Catapulted to power this year amid an outcry over the predecessor government’s mass killing of street protestors agitating against corruption, unemployment and poor state services, Kazemi now faces his own crisis as the nation teeters precariously on the edge of financial and economic collapse.
A former journalist and Saddam Hussein-era exile who returned to Iraq after America’s 2003 invasion and occupation, Kazemi’s political career was fast-tracked when he was appointed to administer the country’s intelligence services in 2016.
That surprise appointment opened the door for Kazemi to enter the political scene, where he quickly found himself in the delicate and difficult position of trying to balance relations between the United States and neighboring Iran.
While that balancing act is as ever fraught with risks, it is the economic and financial demands of Iraq’s own rival political forces that could ultimately be his government’s undoing. To appease the populace, the government has overseen a major expansion of public sector jobs, pensions and transfers.

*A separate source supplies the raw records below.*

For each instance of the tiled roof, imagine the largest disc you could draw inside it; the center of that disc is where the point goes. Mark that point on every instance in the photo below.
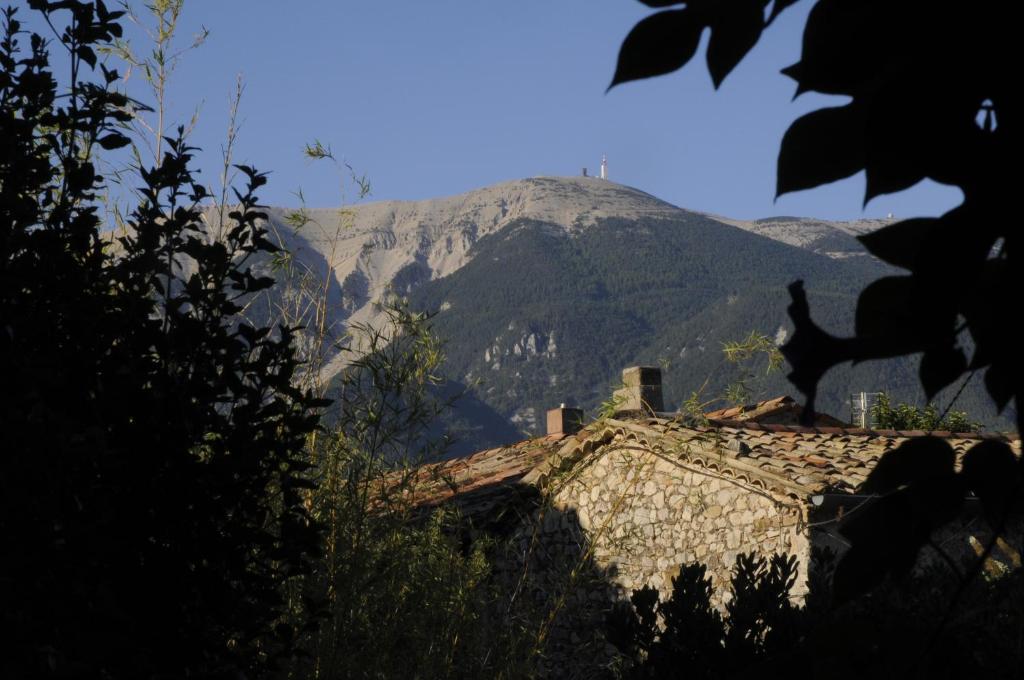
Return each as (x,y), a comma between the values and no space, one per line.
(779,411)
(481,480)
(784,460)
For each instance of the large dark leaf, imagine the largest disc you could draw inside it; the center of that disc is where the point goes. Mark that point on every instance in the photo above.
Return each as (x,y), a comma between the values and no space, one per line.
(777,7)
(659,44)
(992,472)
(840,48)
(940,367)
(915,461)
(734,31)
(898,244)
(820,147)
(885,309)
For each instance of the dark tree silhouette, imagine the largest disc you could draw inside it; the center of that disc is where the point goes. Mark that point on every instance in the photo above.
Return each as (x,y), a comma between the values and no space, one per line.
(151,493)
(931,96)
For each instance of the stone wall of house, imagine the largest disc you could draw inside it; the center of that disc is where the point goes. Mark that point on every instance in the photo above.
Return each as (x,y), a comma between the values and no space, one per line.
(646,514)
(626,518)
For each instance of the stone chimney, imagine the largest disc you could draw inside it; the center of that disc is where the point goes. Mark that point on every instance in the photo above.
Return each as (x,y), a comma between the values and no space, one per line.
(564,421)
(641,389)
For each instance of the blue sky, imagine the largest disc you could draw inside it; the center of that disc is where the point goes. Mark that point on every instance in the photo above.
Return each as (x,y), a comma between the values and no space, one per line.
(435,98)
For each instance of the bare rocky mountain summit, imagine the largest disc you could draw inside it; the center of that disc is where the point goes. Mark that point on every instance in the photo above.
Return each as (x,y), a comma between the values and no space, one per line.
(364,251)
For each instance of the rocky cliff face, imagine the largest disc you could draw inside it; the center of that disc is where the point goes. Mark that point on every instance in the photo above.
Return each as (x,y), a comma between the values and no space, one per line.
(360,252)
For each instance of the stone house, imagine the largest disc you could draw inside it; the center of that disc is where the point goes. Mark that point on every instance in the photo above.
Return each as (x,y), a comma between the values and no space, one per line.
(596,511)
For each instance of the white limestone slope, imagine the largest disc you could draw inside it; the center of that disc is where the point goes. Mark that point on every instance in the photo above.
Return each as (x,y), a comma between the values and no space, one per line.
(369,249)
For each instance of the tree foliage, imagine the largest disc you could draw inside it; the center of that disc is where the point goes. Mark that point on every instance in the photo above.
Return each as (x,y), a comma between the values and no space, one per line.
(687,636)
(931,95)
(889,416)
(153,490)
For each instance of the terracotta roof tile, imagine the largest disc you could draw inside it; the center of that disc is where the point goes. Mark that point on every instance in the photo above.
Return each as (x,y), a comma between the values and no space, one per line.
(787,460)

On one political side is the Iraqis Coalition alliance led by Shiite cleric Ammar al-Hakim, which holds 41 seats in the 329-member legislature. The bloc is loyal to Kazemi and believes he can reform the political system, control spending and end endemic corruption.
Hakim’s coalition also wants a new agreement with Washington to regulate the presence of its forces in the country and reduce Iranian interference. The bloc is also looking to Kazemi to conclude a “final settlement” agreement on oil imports and border crossing resources with the country’s semi-autonomous Kurdistan region.
At the same time, the Iraqis Coalition expects the prime minister to rout the remnants of the Islamic State (ISIS) jihadist group, which began re-launching attacks in areas where security forces previously retook from the extremist militants in 2016 and 2017.
The pro-Kazemi bloc is cognizant that confidence in Iraq’s political process has been shattered, evidenced in last October’s nationwide protests. They were only quelled by a violent security crackdown and the spread of Covid-19 beginning in February.
As the Iraqis Coalition and their supporters see it, Kazemi is Iraq’s best hope and the only person capable of halting the country’s descent into new rounds of chaos, bloodshed and economic catastrophe.
On the other political side are the bulk of the Shiite parties, ranging from the pro-Iran Fatah alliance of Hadi al-Amiri to the nationalist Saairun alliance of Muqtada al-Sadr. Sunni forces that would prefer Kazemi serve as a one-term prime minister while they regroup are also in the camp of somewhat strange bedfellows.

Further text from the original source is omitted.